On June 2, 2016, the Consumer Financial Protection Bureau (“CFPB”) released its proposed rule on small dollar lending during its scheduled field hearing in Kansas City, Missouri. The controversial proposed rule will affect payday loans, single-payment vehicle title loans, deposit advance products, and certain-high cost loans.
Under the proposed rule, lenders would be responsible for making sure that borrowers take on only debt that they can afford to repay. The proposed rule would require lenders to make a “full-payment test” before making most small dollar loans. This test would verify that the borrower can afford to make each payment and still meet all major financial obligations including basic living expenses. The proposed rule further limits the number of times and under what conditions loans can be rolled over each month. For example, payday and single-payment vehicle title loans would be capped at three successive loans followed by a mandatory 30-day cooling off period before the borrower could take out a new loan.
The proposed rule includes some limited exceptions to the full payment test requirement if certain criteria are met. Under the “principal payoff option,” lenders could make short term loans up to $500 in low-risk situations if the debt is repaid in a single payment or with up to two extensions without fully verifying the borrower’s ability to repay. For longer term loans, the proposed rule gives lenders two options to avoid the full payment test. Lenders would be allowed to offer loans that meet the National Credit Union Administration’s “payday alternative loan” criteria of capping interest rates at 28 percent with an application fee of not more than $20. Additionally, lenders could also offer loans payable in equal installments with a term not to exceed 24 months as long as the lender’s projected rate of default on the loans was 5 percent or less. But, if the lender’s default rate exceeded 5 percent in a given year, the lender would be required to refund its origination fees.

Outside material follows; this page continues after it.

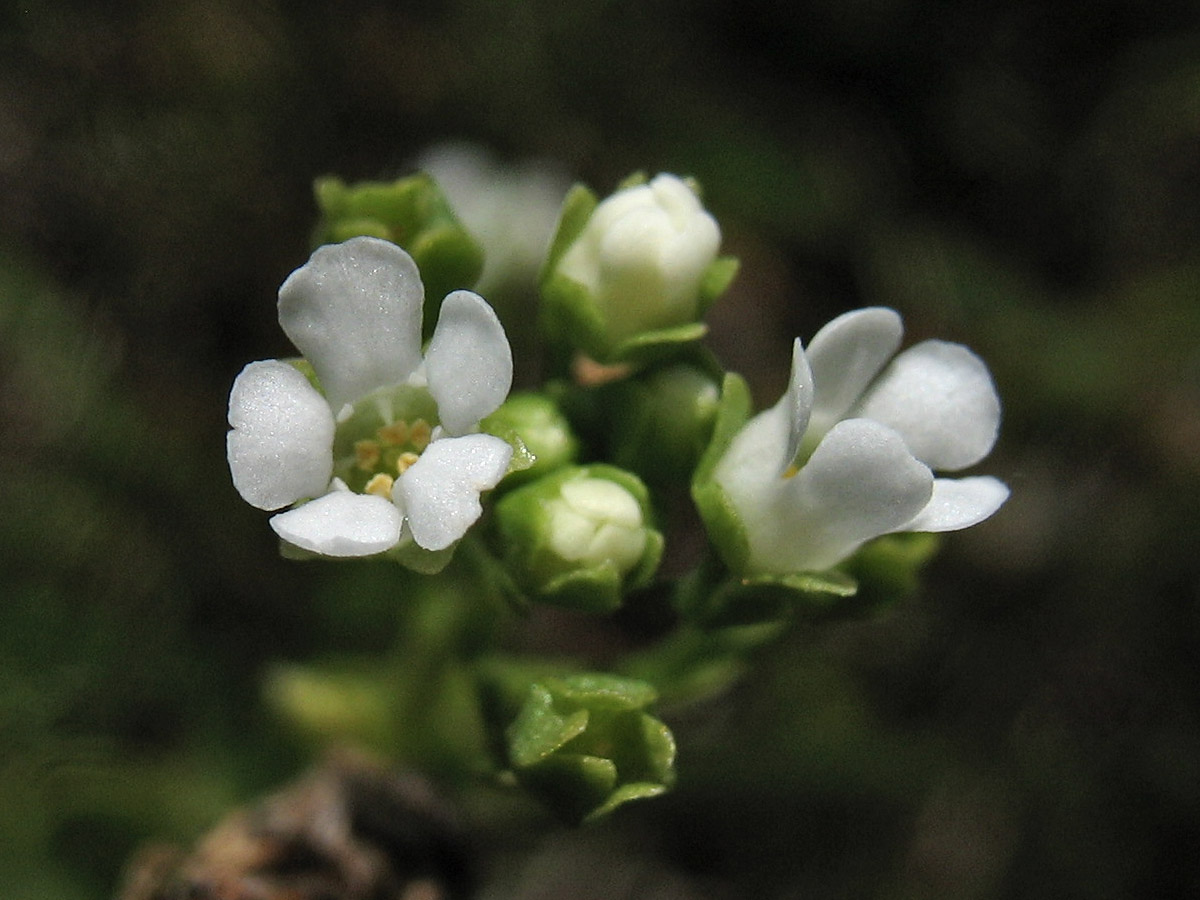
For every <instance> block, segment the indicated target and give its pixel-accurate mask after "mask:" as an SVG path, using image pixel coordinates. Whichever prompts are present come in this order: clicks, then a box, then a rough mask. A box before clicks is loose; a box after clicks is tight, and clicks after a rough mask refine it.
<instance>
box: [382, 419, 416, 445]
mask: <svg viewBox="0 0 1200 900" xmlns="http://www.w3.org/2000/svg"><path fill="white" fill-rule="evenodd" d="M376 434H378V436H379V439H380V440H382V442H383V443H385V444H403V443H406V442H407V440H408V422H406V421H398V422H392V424H391V425H384V426H383V427H382V428H379V430H378V431H377V432H376Z"/></svg>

The proposed rule, however, is not just focused on the types of loans lenders offer. Rather, the rule will also regulate how lenders attempt to collect payment from consumers’ accounts. Specifically, under the new rule, lenders would be required to give borrowers written notice three days before debiting a borrower’s account for any loan covered by the rule. After two straight unsuccessful attempts, the lender would be prohibited from attempting to debit the account unless the borrower specifically consented to a further attempt. According to remarks by CFPB Director Richard Cordray, this gives “consumers a chance to question or dispute any unauthorized or erroneous payment attempts and to make arrangements for covering payments that are due.”
But despite CFPB claims that this new rule “would put an end to the risky practices in these markets that trap consumers in debt they cannot afford,” the new regulation is not without controversy. As previously reported, an earlier outline of the proposed rule was harshly criticized. Consumers and members of the finance industry voiced concern that the proposed rule could harm small businesses, take away options from consumers, and possibly infringe on authority of states and tribal nations. Members of Congress also introduced legislation last November directed at curtailing the CFPB’s rulemaking. If enacted, the proposed Consumer Protection and Choice Act would drastically limit the strength of the regulation by delaying the rule for two years and excluding states that already have certain payday lending laws from the CFPB’s regulation.
The CFPB is currently accepting comments on its proposed rule, and a final rule is expected to follow.